Energy firms to limit price rises after tax pledge
LONDON (Reuters) - Britain's biggest energy companies agreed on Monday to limit increases to household bills, giving some relief to Prime Minister David Cameron on an issue that has angered voters and given opponents a potent line of attack before a 2015 election.
Soaring energy costs have become a big political issue in Britain since Labour leader Ed Miliband said in September he would freeze consumer bills for 20 months if he wins power.
In response to a pledge by the government to remove some taxes and social charges from bills, Britain's "Big Six" energy companies said they would pass on the savings and try to keep prices low until the next election.
Energy Secretary Ed Davey said the changes to electricity and gas bills, which will form part of the government's twice-yearly budget update to parliament on Thursday, would save the average household 50 pounds each year.
But Labour's Miliband said gas and electricity bills, which average over 1,200 pounds a year for each household, would still rise this winter and families would end up paying for the savings through their general tax bills.
"We have been working on getting people's energy bills down since we came to power," Davey told Sky News when asked if the government had only acted on energy costs under pressure from Miliband. "Under Labour, energy bills would have been much higher than they are now."
The energy companies blame the price rises on wholesale prices, the cost of the supply network, and the government's environmental and social programmes. Environmental taxes and social charges contribute nearly 10 percent to domestic energy bills.
Npower, the British arm of German utility RWE (RWEG.DE), said it would now cut bills in line with the 50 pounds reduction. Npower had in October announced an average price increase of 10.4 percent - almost four times the rate of inflation - which kicked in on December 1.
British Gas, owned by Centrica (CNA.L), said it would reduce the cost of the average dual fuel bill by 53 pounds from January 1 while SSE (SSE.L) said it would take 50 pounds off its bills before the end of the current financial year.
Scottish Power (IBE.MC) and E.ON said they would also pass on the savings while EDF Energy, which had previously announced a rise of just 3.9 percent, said it had already anticipated the government changes and would therefore not need to lower bills.
They all said they would seek to freeze bills until after the next election, unless wholesale energy costs or network charges increase. The six big firms supply 98 percent of the country's homes.
"SMOKE AND MIRRORS"
The debate over how much Britons pay to heat and light their homes has turned into a political football, with all the main parties desperate to seize the initiative.
With the economy growing again after a deep crisis, Labour has shifted its campaigning from stagnation to what it calls a cost of living crisis that it blames on an uncaring and out-of-touch coalition government.
Cameron conceded in October that Miliband's price freeze idea had "struck a chord". A poll suggested it was the most popular policy of the party's autumn conference season.
Miliband, whose Labour Party has around a seven-point lead over the Conservatives, said the government was using "smoke and mirrors" to disguise the fact that bills would still rise.

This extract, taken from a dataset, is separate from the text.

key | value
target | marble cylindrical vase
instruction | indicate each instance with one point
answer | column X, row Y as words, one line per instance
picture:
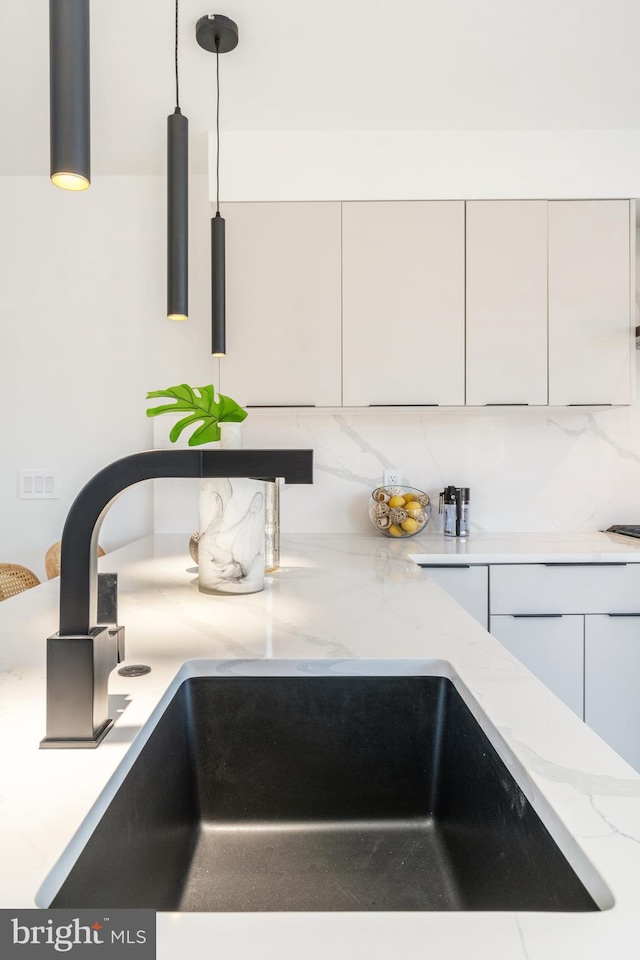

Davey's Labour counterpart Caroline Flint said the average bill would still be an average of 70 pounds higher this winter compared to last year.
Exane BNP Paribas analyst Iain Turner said the 50 pounds reduction could take some sting out of the issue although the perception was likely to remain that energy prices were high in Britain, giving Labour an ongoing line of attack.
"Prices are still going up and there could still be rises to come before the election," he said. "Holding prices flat for 18 months will impact on (energy company) margins by the end of that period, it will hurt profitability."
Shares in the two London-listed groups SSE and Centrica were trading slightly lower in mid morning trading.